[Marxism] Mikheil Saakashvili Resigns Post in Ukraine, Citing Corruption

Louis Proyect lnp3 at panix.com
Tue Nov 8 12:37:11 MST 2016


NY Times, Nov. 8 2016
Mikheil Saakashvili Resigns Post in Ukraine, Citing Corruption
By IVAN NECHEPURENKO

MOSCOW — Mikheil Saakashvili, a former president of Georgia who was 
brought into the Ukraine government to set an example of transparency 
and clean government, resigned on Monday and accused Ukraine’s president 
of supporting corruption.

Mr. Saakashvili, who was appointed governor of the Black Sea region of 
Odessa by President Petro O. Poroshenko in May 2015, said he was leaving 
because of the central government’s unrelenting obstruction of his 
efforts to root out graft.

“The president personally supports two clans,” Mr. Saakashvili told a 
group of journalists. “Odessa can only develop once Kiev will be freed 
from these bribe takers, who directly patronize organized crime and 
lawlessness.”

In a terse statement, Mr. Poroshenko’s office said it would accept Mr. 
Saakashvili’s resignation once it had been submitted by the cabinet.

In Odessa, Mr. Saakashvili and a team of young reformists tried to 
tackle the acceptance of bribes in the corruption-plagued customs 
service and to make government services more responsive and transparent.

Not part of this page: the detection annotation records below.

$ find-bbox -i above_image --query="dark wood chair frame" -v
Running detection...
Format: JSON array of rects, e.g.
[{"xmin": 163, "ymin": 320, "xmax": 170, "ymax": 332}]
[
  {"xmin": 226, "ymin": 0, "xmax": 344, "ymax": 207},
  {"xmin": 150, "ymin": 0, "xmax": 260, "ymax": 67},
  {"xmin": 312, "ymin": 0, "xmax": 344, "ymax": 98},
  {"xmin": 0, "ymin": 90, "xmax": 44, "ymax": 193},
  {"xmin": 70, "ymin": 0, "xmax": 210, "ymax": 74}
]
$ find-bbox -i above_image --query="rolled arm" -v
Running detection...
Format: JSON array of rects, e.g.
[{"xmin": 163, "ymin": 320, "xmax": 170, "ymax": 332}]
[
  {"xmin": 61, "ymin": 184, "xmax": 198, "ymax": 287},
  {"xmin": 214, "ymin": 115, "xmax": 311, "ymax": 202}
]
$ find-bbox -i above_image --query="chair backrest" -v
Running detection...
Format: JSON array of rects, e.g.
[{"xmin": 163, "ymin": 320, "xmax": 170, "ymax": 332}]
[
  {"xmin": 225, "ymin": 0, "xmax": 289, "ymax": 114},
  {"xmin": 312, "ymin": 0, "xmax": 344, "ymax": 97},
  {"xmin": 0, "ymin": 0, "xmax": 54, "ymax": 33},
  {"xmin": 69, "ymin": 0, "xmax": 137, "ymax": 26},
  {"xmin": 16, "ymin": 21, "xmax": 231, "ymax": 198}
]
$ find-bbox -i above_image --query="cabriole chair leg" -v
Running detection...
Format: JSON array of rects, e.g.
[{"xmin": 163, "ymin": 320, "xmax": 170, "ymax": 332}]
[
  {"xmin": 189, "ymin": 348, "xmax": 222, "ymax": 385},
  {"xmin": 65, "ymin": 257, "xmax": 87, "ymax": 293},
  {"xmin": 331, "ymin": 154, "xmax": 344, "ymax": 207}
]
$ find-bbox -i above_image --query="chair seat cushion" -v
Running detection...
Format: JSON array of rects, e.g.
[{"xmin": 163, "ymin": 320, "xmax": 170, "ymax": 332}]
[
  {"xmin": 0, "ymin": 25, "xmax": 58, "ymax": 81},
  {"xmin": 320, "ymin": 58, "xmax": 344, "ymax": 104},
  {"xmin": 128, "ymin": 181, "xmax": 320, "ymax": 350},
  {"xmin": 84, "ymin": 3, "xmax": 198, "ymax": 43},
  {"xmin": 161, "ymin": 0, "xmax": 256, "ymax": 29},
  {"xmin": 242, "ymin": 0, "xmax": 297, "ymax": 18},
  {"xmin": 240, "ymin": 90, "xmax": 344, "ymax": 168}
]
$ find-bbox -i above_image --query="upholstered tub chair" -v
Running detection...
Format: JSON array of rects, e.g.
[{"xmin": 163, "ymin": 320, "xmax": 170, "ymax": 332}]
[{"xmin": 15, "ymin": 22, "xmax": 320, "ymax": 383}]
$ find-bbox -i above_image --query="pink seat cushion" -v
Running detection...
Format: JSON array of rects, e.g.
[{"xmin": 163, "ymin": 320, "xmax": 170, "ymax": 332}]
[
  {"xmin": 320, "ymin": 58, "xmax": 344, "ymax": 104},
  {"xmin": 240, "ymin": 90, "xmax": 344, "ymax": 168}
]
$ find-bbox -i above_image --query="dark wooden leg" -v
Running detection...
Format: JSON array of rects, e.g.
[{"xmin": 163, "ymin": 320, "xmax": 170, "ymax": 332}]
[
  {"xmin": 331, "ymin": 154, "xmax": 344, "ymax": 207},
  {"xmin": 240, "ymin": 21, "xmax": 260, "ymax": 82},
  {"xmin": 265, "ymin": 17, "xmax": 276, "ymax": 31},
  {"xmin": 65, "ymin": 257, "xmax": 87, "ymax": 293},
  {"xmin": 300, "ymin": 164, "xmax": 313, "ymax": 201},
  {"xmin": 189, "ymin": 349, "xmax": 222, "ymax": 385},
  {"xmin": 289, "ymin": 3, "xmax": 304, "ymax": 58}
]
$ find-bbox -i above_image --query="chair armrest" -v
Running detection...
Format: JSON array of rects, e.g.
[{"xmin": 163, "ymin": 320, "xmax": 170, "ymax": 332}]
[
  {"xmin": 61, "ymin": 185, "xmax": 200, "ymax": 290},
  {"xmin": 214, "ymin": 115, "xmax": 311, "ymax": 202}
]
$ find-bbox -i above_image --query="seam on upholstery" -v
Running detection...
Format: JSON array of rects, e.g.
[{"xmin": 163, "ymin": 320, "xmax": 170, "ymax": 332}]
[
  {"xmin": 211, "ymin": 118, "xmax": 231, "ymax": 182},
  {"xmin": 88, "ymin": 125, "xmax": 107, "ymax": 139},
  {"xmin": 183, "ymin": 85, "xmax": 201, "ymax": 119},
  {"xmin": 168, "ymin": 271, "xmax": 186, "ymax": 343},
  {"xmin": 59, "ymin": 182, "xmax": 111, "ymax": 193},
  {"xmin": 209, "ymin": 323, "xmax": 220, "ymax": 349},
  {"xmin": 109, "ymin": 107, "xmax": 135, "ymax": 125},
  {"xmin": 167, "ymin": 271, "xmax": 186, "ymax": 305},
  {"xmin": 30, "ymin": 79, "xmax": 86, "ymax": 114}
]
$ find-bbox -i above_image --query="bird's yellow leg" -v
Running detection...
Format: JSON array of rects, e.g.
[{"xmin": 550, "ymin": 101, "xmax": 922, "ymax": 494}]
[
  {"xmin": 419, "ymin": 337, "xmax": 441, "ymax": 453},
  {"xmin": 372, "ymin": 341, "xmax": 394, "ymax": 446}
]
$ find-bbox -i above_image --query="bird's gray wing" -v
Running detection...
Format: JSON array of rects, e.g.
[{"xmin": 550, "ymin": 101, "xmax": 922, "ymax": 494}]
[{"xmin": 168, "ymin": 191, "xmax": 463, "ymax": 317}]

Yet, government officials in Kiev thwarted those efforts, Mr. 
Saakashvili said, because they interfered with the various enrichment 
schemes that allowed many of them to amass fortunes.

Mr. Saakashvili said his plan to open a new customs service center in 
Odessa was undone when the money allocated for its refurbishment was stolen.

He noted that some top-level government figures listed millions of 
dollars in savings in cash and other assets in financial disclosures 
that were mandated by the International Monetary Fund. One minister 
declared bottles of wine worth thousands of dollars each.

Mr. Saakashvili, a bitter opponent of Russia and its president, Vladimir 
V. Putin, was one of several foreign politicians and specialists who 
were brought to Ukraine after the 2014 pro-Western revolution to start a 
broad modernization of the country.

But there was always deep skepticism about whether Ukraine was capable 
of such a transformation, and many of those figures have since become 
disillusioned and resigned. In February, the economy minister, Aivaras 
Abromavicius stepped down, saying that he did not want to act as a 
“smoke screen” for corruption. The American-born finance minister, 
Natalie A. Jaresko, left the Ukrainian government in April.

Taming corruption was widely seen as crucial for proving the legitimacy 
of Ukraine’s pro-Western leadership, especially in contrast with Mr. 
Putin’s Russia.

In October, Mr. Saakashvili’s political party in Georgia suffered a 
painful defeat in parliamentary elections, ending the prospect of his 
return to that country, where he faces multiple charges that he says are 
politically motivated.

Standing in front of Odessa’s seaport, Mr. Saakashvili signaled that he 
would continue to be involved in Ukrainian politics. One of his allies, 
Ukraine’s former deputy prosecutor David Sakvarelidze, recently started 
a new political party that cites Mr. Saakashvili as its “ideologist.